Siegfried, [1937], 1947, p . 230.

Notre dernière partie sur les relations avec la France montre que la comparaison entre pays peut devenir un instrument de valorisation réciproque, avec l’idée que les transferts favorisent la connaissance et la compréhension de l’autre. Elle passe par une métamorphose de soi, laquelle révèle une conversion lucide au langage de l’autre : face aux distances que représente le Canada, Siegfried ne précise-t-il pas que « l’observateur européen doit changer d’esprit, de mesure et même de vocabulaire » ([1937] 1947, p. 3) ?

Le comparatisme joue ainsi d’abord comme vecteur distinctif[17] : on discerne, on discrimine (« À bien des égards, nous sommes trop différents pour pouvoir nous comprendre intégralement », Siegfried, 1906, p. 393). Mais ensuite, doit émerger la dimension interculturelle ou intersociétale, sans quoi sont occultées les logiques transversales et les dynamiques frontalières.

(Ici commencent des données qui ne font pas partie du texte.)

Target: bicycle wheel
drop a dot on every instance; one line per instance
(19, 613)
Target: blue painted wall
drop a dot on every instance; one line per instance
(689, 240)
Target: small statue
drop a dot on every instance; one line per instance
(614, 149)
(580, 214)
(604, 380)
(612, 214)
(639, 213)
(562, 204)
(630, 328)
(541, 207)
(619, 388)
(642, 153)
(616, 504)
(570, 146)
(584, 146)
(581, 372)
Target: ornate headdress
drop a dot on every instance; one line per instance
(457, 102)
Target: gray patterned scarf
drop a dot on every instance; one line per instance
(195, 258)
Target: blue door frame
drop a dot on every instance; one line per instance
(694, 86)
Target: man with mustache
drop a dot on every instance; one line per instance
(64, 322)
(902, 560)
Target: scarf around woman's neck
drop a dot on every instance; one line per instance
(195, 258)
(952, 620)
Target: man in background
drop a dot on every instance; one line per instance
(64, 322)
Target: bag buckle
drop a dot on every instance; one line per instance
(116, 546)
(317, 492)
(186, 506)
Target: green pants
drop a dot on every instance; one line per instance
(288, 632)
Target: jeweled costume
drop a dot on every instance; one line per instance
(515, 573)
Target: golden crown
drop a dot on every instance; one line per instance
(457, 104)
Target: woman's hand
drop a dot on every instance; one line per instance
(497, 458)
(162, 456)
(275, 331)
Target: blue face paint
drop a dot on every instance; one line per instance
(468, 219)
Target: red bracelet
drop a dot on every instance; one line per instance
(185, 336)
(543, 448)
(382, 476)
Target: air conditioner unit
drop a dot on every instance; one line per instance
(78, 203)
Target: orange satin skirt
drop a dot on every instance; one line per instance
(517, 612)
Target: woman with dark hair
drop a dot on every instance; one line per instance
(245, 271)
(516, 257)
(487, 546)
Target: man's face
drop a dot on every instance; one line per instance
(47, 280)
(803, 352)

Dans un article de géopolitique, Maurice Veilly (1966) fait allusion à la suggestion de Siegfried d’après laquelle un Canada politiquement indépendant de toute puissance étrangère pourrait un jour constituer un pont entre Européens et Américains. Il met en parallèle cette réflexion et la thèse ultérieure de Claude Julien, selon qui l’Europe aura besoin du Canada pour contrebalancer le pouvoir international des États-Unis. Sur ce point précis, depuis l’implosion du bloc soviétique, la pensée de Siegfried redevient d’une singulière actualité. Ses considérations géopolitiques sur l’équilibre du monde, mais aussi sur la place des peuples et des cultures, se nourrissent forcément de comparaisons internationales : non pas en termes de performances (les moyennes nationales pouvant se révéler des leurres, tant les disparités provinciales ou régionales, à l’intérieur d’un pays et d’un pays à l’autre, sont souvent criantes), mais comme outil théorique visant à dégager les relations, les interférences et les transferts d’une aire à une autre. De ce point de vue, la leçon de Siegfried, même teintée d’eurocentrisme, ne peut être négligée.